Glycoproteins are gaining attention as they are actively involved in physiological functions and in the progression of certain diseases. However, glycoprotein characterization using intact and top-down mass spectrometry remains challenging as its heterogeneity leads to complex spectra. This study leverages proton transfer charge reduction (PTCR) and Direct Mass Technology mode (charge detection mass spectrometry, CDMS) on Orbitrap platforms to unravel glycoprotein complexity at the intact level.
Glycoproteins were buffer exchanged into ammonium acetate with Amicon 10K-MWCO or 30K-MWCO. Native MS and Direct Mass Technology were performed by direct infusion with a Nanoflex ion source coupled to Thermo Scientific™ Q Exactive™ UHMR MS. Data independent acquisition-Proton Transfer Charge Reduction (DIA-PTCR) was performed on Orbitrap Ascend modified with a high quadrupole mass filter up to m/z 8000. The complex glycoproteins were quadrupole-isolated in narrow windows to minimize interference from various glycoform signals. Subsequently, the isolated ion packets were charge reduced in the ion trap and scanned in the Orbitrap. EThcD fragmentation was used to confirm sequence, determine glycosylation, and resolve chain linkage. Data were analyzed using Thermo Scientific™ BioPharma Finder™ 5.2 Software and STORIboard processing software (Proteinaceous).

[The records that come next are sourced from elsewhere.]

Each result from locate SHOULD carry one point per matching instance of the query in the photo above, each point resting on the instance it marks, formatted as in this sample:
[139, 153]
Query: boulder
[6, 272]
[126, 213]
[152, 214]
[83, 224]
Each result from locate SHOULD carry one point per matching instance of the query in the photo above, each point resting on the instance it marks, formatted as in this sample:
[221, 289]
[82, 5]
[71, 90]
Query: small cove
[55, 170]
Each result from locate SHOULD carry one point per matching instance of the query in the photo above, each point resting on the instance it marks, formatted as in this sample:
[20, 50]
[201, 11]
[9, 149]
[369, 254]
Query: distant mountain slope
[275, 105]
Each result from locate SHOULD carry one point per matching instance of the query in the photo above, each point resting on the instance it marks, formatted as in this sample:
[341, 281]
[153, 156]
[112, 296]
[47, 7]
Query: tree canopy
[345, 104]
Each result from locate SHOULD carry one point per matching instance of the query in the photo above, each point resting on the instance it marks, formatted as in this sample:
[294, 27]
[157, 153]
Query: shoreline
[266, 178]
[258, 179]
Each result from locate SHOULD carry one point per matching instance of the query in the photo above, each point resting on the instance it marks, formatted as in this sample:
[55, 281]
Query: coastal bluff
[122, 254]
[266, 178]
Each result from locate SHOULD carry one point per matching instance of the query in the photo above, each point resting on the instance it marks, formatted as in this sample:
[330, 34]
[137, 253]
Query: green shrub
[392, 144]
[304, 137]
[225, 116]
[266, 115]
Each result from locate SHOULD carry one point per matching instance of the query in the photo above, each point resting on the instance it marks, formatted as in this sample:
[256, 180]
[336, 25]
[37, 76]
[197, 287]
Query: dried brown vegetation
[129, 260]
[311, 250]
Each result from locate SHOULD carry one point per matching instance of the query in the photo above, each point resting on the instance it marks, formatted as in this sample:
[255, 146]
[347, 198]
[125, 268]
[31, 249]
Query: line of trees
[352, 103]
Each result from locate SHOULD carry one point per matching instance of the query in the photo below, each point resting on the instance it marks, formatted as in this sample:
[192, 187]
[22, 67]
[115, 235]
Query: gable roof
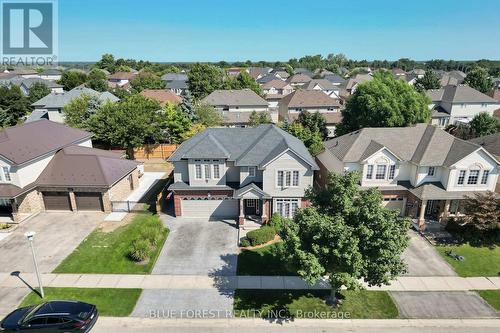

Both recombinant human Fetuin and spike protein exhibit a plethora of PTMs. To confirm sample identity and assess the impurity present, we first performed native top-down analysis of glycoproteins using EThcD. To benchmark the newly developed DIA-PTCR method we performed PTRC analysis using 5-20Th isolation windows. Preliminary data demonstrates that 5 Th isolation of Fetuin followed by PTCR could reduce the charge state from +12 to +4. Moreover, we successfully separated two distinct charge envelopes originating from precursors, each representing unique PTMs. Stepping through m/z 3300-4500 with 10 Th isolation prior to PTCR unveiled numerous glycoforms from 38 kDa to 46 kDa. The ultra-high resolution at 480K enables the isotope resolution of each glycoform, resulting in unambiguous monoisotopic MW. A full MS scan of spike protein displayed partially resolved peaks atop the elevated baseline. Employing the DIA-PTCR across the entire m/z range could not only resolve the charge states of glycoforms decorated with various PTMs e.g., glycosylation and phosphorylation, but also identify their dimers near 100 kDa. Surprisingly, we also observed a cluster of peaks ~70 kDa. These findings are consistent with complementary Direct Mass technology (CDMS) analyses.
By combining different MS methods such as Direct Mass Technology, DIA-PTCR and EThcD, we could successfully characterize heavily glycosylated proteins while also revealing sample contaminants.